I thought she was breaking down. Then I realized that she wasn’t talking to me at all. These last two questions were for her son, who only smiled at me from the curl of her arm and tried to vocalize.
Ruth turned to me, numb. “You sleep.” The words branded me, an accusation. It was too late for me to change my ways now, this late at night.
Sleep was beyond imagining. I lay in bed at 2:00A.M., turning over a hundred times before the clock’s minute wheel turned over once. I couldn’t locate myself: upstairs, turning in bed, in the middle of a house whose banned image had run my life without my once being able to form it. When I did sleep, my dreams filled with sirens and gunfire.
I went downstairs at 5:30, unable to stay in that padded coffin another minute. I needed to sit, there at the hour before anyone else was alive, and steal my way back into this house I’d long ago lost. Going downstairs, I saw Jonah tearing up the steps behind our uncle Michael, with a boy not yet four struggling to keep up with them. A force of nature stood at the stair bottom, shouting, No running in this house! The house had shrunk, like a fetus in formaldehyde. Only the contour of these stairs remained, and the sound of our running.

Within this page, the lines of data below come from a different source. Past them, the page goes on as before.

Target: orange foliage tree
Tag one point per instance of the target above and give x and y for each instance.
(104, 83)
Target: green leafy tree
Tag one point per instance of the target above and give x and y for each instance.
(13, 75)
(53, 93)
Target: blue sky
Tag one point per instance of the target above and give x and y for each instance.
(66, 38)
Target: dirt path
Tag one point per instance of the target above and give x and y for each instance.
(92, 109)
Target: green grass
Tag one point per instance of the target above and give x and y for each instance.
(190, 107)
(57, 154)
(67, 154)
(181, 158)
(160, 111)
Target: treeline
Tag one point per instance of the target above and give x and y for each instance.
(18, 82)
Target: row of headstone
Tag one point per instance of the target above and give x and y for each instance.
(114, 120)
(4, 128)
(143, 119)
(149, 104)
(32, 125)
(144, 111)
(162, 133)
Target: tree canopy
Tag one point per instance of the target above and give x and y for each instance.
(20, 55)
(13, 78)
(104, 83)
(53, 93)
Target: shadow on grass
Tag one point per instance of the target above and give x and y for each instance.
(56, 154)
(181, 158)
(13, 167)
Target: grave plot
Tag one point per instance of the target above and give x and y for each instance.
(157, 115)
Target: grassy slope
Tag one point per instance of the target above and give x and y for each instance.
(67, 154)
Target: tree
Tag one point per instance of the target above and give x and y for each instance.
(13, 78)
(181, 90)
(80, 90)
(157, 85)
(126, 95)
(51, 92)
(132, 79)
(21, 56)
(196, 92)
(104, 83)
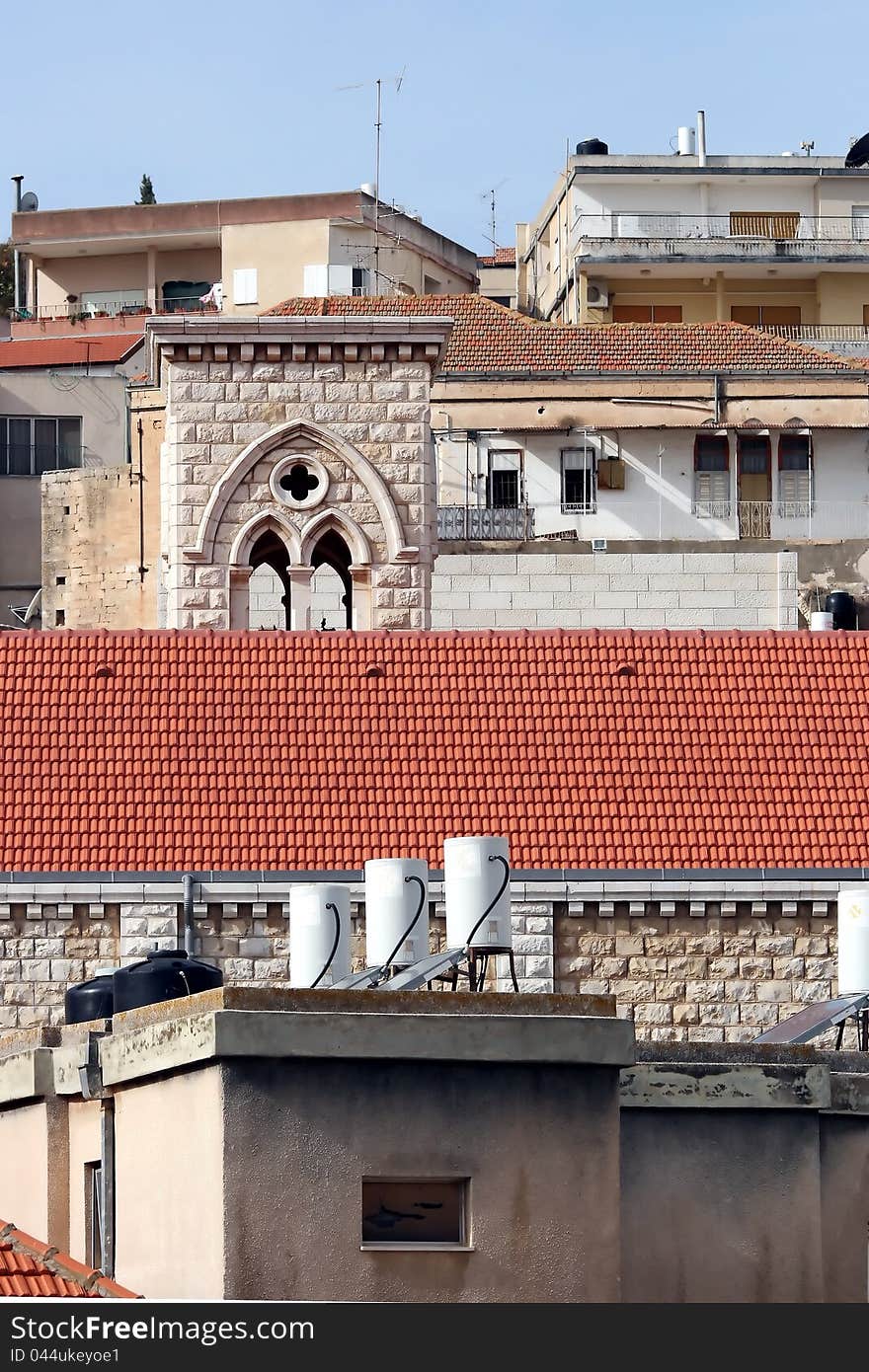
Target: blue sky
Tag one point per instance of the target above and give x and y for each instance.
(228, 99)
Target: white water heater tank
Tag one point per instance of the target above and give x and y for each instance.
(472, 876)
(312, 933)
(391, 900)
(853, 940)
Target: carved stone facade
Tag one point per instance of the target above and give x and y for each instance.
(294, 445)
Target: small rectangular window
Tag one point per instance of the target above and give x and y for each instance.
(245, 285)
(31, 446)
(407, 1213)
(504, 481)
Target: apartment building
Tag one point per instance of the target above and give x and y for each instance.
(85, 267)
(686, 236)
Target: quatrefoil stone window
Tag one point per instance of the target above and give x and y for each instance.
(299, 481)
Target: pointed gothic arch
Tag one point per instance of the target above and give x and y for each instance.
(202, 548)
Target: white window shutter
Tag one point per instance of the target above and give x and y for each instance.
(316, 278)
(341, 280)
(245, 285)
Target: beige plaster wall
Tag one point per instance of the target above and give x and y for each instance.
(91, 535)
(278, 253)
(85, 1146)
(169, 1187)
(24, 1168)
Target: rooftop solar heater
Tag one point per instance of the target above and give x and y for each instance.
(816, 1020)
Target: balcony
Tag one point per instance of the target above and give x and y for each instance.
(640, 236)
(459, 523)
(109, 317)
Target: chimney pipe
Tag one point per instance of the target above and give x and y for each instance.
(700, 137)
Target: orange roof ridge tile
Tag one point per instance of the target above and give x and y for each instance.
(31, 1268)
(533, 732)
(490, 338)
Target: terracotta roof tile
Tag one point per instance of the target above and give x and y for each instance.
(502, 257)
(490, 338)
(65, 351)
(250, 751)
(29, 1268)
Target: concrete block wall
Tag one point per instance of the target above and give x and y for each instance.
(614, 590)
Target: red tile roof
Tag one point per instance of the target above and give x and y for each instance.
(65, 351)
(249, 751)
(490, 338)
(502, 257)
(29, 1268)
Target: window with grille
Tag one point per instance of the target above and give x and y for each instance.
(711, 477)
(32, 446)
(504, 490)
(94, 1214)
(578, 481)
(426, 1212)
(795, 475)
(647, 313)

I wasn’t the first awake. Dr. Daley sat at the kitchen table, hunched over last night’s newspaper. He had on a shirt and tie, changed from yesterday’s. He looked up at my footfall. He’d been waiting for me, whatever the hour. He studied me from his chair, his face demanding to know what we were to make of a waste so large. Who taught people to throw away the thing they most feared losing?
“Cup of coffee?”
“Please.”
“How do you take it?”
“I…”
The smallest hint of amusement staked out his mouth. “Milchkaffee? Halb und halb?”
“Something like that.”
He sat me down and brought me coffee, just right, as if he’d seen me make it. The color of my sister’s hand. Dr. Daley sat across from me and folded the paper in neat quarters. “Do you want to hear my definition of life? Of course you do. Harassment and coffee, day after day. All right. First. You talked to your sister?”
“Briefly.”
“So you know what you’ve come home to.” I nodded, but I knew nothing. All I could hear was that one-syllable locale. He held silent for the barest moment, giving a eulogy he’d had to give too often in his life. He tightened his lips and returned to the unlivable. Public again. “Now then. Your father.”
It took me a long sip before I realized he was asking a question. Then I couldn’t figure out what the question was. “I… My father?”
“Yes. David. How is the man?” He wouldn’t look at me. No one knew the first thing about anyone else.
“There’s no saying,” I said. And I couldn’t manage any more.
My grandfather looked up, diagnosing my answer. His chin made a tiny lift and fall. “I see. How long ago?”
“Ten years. I’m sorry — twelve. Almost thirteen. Nineteen seventy-one.”
“I see.” He pressed his hands against his face. Nothing more to outlive. “Your sister will want to know. You know that?”